According to the UN, aid agencies need more money to do their job, but Taylor says there are also other major obstacles: “Supplies now only get into the country from one place, but the distances are huge so it takes a long time to get stuff from get A to B”.

He says that aid organizations are encountering many bureaucratic problems because government institutions are not functioning properly at the moment. “In Nairobi, for example, a team has been ready to help for a while, but we can’t get the visas done.”

Abubakar MoazThe drawing pad of Abubakar Moaz.

Meanwhile, Moaz draws off. He had to leave his materials behind in his studio, but he was just able to put a drawing pad, markers and pencils in his bag.
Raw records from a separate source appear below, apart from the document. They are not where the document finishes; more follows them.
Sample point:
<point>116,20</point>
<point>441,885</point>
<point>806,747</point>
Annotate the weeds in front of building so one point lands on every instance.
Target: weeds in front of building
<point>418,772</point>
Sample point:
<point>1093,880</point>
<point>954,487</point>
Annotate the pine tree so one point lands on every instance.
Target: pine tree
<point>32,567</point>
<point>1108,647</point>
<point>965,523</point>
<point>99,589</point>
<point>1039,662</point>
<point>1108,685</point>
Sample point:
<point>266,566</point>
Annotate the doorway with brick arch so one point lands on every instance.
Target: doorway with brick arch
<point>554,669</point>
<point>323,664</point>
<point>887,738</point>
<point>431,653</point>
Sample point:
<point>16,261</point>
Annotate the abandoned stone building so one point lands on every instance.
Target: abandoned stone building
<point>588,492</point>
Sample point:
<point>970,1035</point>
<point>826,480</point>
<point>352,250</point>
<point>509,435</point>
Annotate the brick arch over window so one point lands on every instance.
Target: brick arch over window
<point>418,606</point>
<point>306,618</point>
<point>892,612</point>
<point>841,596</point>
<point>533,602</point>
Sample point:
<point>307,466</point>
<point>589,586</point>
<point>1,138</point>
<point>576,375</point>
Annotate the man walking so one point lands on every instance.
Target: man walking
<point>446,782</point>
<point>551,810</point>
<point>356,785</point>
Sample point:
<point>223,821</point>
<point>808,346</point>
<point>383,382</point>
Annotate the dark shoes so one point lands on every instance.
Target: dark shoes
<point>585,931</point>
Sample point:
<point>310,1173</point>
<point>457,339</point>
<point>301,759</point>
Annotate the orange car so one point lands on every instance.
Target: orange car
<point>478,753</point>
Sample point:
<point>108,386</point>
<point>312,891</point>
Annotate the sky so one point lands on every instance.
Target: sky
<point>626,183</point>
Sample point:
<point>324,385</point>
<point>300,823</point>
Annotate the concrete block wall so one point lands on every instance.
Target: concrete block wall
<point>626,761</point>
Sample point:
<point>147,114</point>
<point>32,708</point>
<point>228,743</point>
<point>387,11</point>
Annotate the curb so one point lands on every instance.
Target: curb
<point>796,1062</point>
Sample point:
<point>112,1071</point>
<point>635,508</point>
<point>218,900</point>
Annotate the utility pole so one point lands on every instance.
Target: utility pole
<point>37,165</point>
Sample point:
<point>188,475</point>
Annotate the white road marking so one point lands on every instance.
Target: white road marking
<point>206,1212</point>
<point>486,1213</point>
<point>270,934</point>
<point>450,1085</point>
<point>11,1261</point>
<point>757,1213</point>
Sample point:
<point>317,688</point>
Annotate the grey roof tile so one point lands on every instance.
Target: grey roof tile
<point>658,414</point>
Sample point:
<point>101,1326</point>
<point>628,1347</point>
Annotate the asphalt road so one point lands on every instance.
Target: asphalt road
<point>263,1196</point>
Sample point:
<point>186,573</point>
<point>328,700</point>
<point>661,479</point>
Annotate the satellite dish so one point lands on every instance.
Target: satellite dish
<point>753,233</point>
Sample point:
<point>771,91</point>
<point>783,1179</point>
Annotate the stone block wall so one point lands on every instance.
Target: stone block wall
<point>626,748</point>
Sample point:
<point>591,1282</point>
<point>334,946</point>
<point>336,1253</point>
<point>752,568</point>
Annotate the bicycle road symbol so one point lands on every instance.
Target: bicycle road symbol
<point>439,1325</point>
With that he makes sketches of his city at war; a family on the run, burning buildings, rolling tanks. “The world does not know what is happening in Sudan, this way I can record it, show the reality.”

He no longer believes in a diplomatic solution to the conflict. He thinks the two generals will keep fighting until one loses. “Even if there is ever peace again, Sudan will need years and years to recover. Khartoum as we know it, that vibrant beautiful city, is gone.”

Meanwhile, Abdalbagi is increasingly thinking about leaving Khartoum after all. He feels trapped there, the chance of getting away is getting smaller by the day. “Maybe I can continue my studies in a neighboring country, or maybe even apply for asylum in Europe,” he says.

But deep down, he doesn’t want to leave and still has some hope: “Look at history,” he says. “Many countries went through misery before things got better. Perhaps the same is true of Sudan.”